Limitations & Future Work

  • Discriminative methods still substantially outperform Toto on most recognition tasks (e.g., DINO 80.1% vs. Toto 75.3%).
  • Tokenizer quality becomes a performance bottleneck, as dVAE reconstruction quality is limited.
  • Inter-frame redundancy in videos reduces the information density of training data, potentially necessitating more intelligent frame sampling strategies.
  • Design choices are validated only on ImageNet classification and may not generalize to dense prediction tasks.
  • Scaling efficiency is slower than language models, requiring substantially more compute to achieve comparable gains.
  • vs. iGPT: Toto replaces pixels with tokens, achieving better scaling efficiency (1.1B vs. 6.8B parameters for similar performance).
  • vs. MAE: MAE employs masked autoencoding rather than autoregressive modeling; its encoder–decoder structure places optimal representations at the top of the encoder, whereas Toto finds optimal representations at intermediate layers of a decoder-only model.
  • vs. AIM: AIM uses CLIP-filtered data, indirectly introducing supervisory signals; Toto is fully unsupervised.
  • vs.
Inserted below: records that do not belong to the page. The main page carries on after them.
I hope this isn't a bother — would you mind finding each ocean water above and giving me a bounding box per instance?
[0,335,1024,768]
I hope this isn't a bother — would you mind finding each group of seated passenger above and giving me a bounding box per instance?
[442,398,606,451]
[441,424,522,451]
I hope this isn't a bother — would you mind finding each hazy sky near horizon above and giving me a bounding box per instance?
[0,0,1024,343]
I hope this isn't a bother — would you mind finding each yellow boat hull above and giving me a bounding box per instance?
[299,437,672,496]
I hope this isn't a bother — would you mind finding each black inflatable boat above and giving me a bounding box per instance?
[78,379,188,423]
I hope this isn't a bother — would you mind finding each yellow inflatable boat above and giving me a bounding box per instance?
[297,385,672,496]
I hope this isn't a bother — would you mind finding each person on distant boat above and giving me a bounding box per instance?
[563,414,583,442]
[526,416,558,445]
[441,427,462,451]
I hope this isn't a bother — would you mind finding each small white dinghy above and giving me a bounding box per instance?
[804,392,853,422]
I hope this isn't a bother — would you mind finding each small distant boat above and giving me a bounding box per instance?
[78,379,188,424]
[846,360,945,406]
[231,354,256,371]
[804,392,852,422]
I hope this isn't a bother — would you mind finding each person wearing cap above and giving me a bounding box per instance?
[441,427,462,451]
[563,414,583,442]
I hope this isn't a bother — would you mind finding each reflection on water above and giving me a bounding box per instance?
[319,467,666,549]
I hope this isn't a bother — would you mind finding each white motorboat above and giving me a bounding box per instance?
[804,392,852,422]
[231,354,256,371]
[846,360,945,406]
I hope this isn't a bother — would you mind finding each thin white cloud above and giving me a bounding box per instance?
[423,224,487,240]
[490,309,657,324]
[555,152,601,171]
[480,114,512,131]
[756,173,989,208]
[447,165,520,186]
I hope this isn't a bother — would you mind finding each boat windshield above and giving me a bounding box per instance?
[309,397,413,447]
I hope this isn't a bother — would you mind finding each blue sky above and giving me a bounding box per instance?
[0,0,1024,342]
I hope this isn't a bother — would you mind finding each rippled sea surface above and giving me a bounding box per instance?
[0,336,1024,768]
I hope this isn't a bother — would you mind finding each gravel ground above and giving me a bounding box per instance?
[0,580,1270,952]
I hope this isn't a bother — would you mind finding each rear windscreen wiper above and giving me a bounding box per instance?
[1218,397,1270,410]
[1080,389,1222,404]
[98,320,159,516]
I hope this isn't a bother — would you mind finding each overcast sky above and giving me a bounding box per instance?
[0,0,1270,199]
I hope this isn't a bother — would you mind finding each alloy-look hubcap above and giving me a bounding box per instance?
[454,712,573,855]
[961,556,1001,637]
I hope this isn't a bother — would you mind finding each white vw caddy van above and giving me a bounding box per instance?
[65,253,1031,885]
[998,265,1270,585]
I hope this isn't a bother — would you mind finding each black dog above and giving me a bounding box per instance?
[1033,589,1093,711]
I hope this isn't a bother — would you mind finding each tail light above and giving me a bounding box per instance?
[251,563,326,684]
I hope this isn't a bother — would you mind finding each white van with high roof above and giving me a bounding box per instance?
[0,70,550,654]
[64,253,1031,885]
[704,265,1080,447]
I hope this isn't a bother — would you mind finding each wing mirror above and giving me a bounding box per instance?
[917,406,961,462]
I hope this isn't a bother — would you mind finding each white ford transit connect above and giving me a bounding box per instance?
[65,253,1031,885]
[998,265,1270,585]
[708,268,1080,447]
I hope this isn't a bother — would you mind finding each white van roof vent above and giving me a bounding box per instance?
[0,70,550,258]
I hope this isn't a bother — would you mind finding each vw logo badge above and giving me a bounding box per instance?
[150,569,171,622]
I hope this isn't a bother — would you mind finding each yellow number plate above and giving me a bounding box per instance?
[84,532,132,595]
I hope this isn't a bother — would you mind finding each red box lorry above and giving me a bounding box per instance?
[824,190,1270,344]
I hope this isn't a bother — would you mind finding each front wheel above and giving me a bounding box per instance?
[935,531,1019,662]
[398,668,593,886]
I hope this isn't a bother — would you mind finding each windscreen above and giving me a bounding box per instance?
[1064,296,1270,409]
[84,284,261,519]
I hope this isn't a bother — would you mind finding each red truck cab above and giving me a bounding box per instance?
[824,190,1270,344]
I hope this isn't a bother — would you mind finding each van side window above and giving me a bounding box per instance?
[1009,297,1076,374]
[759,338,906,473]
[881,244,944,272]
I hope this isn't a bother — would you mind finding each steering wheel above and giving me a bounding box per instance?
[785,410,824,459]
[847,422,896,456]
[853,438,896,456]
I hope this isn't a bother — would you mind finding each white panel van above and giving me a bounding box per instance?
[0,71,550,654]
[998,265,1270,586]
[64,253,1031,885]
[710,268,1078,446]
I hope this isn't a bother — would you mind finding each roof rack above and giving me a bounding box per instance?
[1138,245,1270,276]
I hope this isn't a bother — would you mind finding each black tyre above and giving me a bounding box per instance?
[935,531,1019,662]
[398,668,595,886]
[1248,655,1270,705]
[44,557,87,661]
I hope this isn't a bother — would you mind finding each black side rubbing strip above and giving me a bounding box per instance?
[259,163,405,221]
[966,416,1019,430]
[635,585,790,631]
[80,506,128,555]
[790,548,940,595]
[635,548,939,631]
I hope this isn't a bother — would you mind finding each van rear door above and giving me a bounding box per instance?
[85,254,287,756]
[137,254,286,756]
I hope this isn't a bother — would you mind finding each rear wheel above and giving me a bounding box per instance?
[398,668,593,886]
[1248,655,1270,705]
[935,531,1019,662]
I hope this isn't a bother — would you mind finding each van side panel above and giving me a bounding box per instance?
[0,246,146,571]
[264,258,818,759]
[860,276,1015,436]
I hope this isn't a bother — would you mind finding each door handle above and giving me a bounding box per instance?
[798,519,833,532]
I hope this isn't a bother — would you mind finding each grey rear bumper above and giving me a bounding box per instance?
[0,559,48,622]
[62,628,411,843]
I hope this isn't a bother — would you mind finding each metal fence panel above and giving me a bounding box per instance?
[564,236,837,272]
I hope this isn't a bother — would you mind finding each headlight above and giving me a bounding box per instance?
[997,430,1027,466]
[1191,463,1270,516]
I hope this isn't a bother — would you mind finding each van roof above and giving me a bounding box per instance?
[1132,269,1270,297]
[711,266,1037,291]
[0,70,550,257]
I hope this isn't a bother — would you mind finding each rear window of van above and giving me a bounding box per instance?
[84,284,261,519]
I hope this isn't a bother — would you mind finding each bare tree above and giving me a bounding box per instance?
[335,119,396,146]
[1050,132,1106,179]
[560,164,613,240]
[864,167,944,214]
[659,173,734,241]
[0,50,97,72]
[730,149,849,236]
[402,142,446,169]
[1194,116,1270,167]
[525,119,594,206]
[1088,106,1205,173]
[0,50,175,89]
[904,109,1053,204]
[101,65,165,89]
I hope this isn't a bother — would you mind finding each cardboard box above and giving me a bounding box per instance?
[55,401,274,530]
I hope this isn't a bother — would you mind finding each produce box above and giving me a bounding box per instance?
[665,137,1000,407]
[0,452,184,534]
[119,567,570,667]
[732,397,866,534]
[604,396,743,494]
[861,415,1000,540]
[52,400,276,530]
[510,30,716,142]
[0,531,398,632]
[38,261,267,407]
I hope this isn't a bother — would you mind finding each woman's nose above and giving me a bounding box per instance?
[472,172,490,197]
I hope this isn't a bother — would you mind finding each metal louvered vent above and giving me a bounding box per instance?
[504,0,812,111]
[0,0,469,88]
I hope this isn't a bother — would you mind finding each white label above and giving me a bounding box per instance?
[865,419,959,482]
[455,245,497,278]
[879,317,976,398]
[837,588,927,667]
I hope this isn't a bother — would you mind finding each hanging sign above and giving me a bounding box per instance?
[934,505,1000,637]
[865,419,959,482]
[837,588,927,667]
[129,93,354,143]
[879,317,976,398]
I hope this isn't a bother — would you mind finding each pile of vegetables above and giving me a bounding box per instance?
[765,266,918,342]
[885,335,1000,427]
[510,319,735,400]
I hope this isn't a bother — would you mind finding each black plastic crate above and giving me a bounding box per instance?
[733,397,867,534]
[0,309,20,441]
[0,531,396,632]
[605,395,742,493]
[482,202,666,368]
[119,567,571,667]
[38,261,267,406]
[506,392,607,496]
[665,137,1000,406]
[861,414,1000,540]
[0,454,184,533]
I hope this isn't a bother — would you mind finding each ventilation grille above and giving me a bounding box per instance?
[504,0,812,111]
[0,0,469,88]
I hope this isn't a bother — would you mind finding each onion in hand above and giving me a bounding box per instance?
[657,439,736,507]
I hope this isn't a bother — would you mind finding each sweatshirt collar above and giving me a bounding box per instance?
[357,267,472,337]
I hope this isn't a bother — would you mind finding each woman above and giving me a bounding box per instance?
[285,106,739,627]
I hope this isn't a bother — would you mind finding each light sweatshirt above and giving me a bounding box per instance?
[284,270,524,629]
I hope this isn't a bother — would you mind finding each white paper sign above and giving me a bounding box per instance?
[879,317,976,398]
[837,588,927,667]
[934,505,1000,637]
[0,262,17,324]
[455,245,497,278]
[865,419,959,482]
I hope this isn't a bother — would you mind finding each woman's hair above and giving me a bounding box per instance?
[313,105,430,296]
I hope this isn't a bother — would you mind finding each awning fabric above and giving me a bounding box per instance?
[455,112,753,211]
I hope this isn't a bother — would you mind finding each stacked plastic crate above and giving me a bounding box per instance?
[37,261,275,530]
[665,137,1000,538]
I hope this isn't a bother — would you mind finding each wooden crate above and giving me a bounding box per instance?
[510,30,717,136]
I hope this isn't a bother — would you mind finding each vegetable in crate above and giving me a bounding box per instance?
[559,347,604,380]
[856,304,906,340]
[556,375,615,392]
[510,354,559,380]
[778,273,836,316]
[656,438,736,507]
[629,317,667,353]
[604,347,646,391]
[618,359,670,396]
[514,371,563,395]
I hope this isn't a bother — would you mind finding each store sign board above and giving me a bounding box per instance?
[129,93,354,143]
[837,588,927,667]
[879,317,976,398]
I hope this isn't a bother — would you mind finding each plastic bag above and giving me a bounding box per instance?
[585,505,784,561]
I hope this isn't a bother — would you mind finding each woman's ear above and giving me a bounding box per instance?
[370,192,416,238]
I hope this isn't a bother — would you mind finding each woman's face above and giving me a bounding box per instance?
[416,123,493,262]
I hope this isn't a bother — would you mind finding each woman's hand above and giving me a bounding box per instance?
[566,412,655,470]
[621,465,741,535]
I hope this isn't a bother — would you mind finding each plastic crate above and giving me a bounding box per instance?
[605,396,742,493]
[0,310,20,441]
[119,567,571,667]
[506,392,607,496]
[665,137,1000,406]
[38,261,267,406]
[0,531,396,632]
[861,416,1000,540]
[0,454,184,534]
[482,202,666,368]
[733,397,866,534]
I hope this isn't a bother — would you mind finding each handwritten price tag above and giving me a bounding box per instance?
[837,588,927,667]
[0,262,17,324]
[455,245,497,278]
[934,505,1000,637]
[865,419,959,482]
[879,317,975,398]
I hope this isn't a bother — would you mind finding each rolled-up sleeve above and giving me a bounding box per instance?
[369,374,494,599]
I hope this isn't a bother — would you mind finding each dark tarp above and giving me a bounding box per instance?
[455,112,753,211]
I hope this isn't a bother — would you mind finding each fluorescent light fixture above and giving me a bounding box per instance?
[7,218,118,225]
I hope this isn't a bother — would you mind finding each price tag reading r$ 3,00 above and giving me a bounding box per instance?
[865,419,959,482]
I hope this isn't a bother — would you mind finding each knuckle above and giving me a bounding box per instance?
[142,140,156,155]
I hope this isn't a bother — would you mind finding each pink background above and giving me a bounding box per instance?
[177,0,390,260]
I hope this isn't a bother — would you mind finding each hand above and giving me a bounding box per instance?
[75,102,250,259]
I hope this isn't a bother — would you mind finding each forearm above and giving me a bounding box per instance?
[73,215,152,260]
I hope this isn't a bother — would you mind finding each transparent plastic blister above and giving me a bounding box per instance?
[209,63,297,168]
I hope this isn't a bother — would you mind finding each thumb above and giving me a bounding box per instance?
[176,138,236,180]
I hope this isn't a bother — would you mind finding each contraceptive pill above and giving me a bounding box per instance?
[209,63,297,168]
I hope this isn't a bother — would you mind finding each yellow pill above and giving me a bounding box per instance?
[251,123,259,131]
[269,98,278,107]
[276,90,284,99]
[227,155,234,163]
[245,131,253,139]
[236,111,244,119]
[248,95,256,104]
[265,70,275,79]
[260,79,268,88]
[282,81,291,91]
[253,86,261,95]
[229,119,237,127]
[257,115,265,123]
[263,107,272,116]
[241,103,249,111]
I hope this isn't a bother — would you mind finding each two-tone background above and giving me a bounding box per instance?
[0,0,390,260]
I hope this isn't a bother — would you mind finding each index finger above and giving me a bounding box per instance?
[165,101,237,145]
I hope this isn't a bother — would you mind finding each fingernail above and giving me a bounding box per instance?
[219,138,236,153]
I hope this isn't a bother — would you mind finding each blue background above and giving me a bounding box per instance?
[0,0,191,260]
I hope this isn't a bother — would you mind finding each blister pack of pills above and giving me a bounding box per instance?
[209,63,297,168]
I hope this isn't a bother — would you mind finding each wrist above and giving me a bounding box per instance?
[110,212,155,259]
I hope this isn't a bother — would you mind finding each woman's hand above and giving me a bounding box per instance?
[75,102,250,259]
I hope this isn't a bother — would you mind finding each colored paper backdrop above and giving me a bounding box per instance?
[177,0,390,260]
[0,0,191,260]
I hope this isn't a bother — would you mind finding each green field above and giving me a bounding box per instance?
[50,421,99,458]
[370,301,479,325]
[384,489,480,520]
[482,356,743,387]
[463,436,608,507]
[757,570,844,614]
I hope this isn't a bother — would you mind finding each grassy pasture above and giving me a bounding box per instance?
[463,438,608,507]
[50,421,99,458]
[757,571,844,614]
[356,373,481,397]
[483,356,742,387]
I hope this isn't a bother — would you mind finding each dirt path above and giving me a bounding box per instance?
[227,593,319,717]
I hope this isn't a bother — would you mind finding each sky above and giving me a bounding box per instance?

DINO: DINO achieves stronger recognition performance, but Toto's generative nature confers broader generality.

Rating

  • Novelty: ⭐⭐⭐ The methodological framework is relatively straightforward (video tokens + causal Transformer); the primary contribution lies in the systematic empirical investigation.
  • Experimental Thoroughness: ⭐⭐⭐⭐⭐ Covers six task categories—image recognition, video classification, action anticipation, tracking, object permanence, and robot manipulation—with thorough ablation of design choices.
  • Writing Quality: ⭐⭐⭐⭐ Logically structured with rigorous experimental design, though the presentation of methodological novelty is limited.
  • Value: ⭐⭐⭐⭐ Provides important empirical reference for visual autoregressive models; the scaling law analysis offers meaningful guidance to the research community.